The Ghana Cocoa Board (COCOBOD) forms a ‘Cocoa Management System’ (CMS), this is a national database of cocoa farms and their owners.
The first tranche of a US$600 million syndicated loan secured from the consortium of international lenders led by the African Development Bank is received. They have used this funding to begin its first steps towards restructuring how cocoa farmers are supported.
The CMS will also capture information about products and service providers, their capacities and pricing, with the ultimate goal of matching them with the cocoa farms that need those products and services.
Currently, around 1,000 farmers data has been collected and they have been issued with Cocoa Identification Cards (CIC).
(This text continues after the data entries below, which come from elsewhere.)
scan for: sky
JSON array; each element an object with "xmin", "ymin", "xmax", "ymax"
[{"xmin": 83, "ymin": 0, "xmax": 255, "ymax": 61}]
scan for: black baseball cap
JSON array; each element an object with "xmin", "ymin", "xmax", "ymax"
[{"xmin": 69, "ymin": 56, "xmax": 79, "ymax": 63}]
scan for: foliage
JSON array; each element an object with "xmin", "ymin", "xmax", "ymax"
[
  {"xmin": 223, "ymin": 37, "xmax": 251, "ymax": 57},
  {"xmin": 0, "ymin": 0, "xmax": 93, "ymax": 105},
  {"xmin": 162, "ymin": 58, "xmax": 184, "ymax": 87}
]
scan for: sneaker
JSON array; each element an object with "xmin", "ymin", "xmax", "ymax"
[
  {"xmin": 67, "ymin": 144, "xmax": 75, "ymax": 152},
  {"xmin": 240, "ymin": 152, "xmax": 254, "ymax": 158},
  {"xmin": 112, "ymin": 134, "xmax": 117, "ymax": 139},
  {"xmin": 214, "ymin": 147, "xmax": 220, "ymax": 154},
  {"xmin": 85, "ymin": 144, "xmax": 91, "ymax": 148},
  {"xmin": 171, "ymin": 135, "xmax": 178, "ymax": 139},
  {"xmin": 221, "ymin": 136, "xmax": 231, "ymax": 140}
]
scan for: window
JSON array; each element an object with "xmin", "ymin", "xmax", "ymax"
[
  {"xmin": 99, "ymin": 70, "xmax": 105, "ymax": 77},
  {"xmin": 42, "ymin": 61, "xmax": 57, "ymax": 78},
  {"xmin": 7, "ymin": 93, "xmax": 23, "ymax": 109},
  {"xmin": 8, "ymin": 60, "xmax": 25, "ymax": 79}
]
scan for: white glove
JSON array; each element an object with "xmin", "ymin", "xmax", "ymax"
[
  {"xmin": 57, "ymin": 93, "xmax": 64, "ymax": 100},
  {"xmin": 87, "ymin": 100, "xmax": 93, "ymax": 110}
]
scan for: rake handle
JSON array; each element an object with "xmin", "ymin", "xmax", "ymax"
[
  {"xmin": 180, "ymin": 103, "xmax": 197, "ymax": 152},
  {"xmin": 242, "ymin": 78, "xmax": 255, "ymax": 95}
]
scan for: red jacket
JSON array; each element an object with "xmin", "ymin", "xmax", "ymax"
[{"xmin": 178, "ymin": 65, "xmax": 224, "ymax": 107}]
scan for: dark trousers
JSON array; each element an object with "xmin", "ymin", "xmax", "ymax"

This was a prerequisite to establishing the CMS. The next step is to expand the database to cover the entire cocoa farming industry, comprising 673,377 identified farms, spread across 1,404,388.27 hectares of land, cultivated by approximately 800,000 households.
It will also gather information on purchasing clerks and their locations as well as service providers and production input provider, such as fertilizers and pesticides providers.
COCOBOD hopes to register data on 1.2 million individual farmers onto the system but it comes at a price. The exercise is expected to cost US$10.69 million and will be financed out of the US$200 million second tranche of the syndicated loan, which is scheduled to draw down during the last week in December this year.
Registered farmers are to be issued with Cocoa Identification Cards that will be linked to the National Identification System with cards becoming primary identification documents with which the farmers can access production inputs and extension services, initially from the state at subsidized rates but ultimately from private enterprises on commercial terms.
Registration onto the CMS will provide confidence to private suppliers providing the farmers with products and services on credit terms and will provide commercial lenders’ confidence in providing short term credit financing towards production.
The CMS will be able to match farms and the providers of their production input, extension service and financing needs, with registration on the database serving as an assurance that financial, input and service credit can and will be repaid from revenues earned from eventual cocoa bean sales.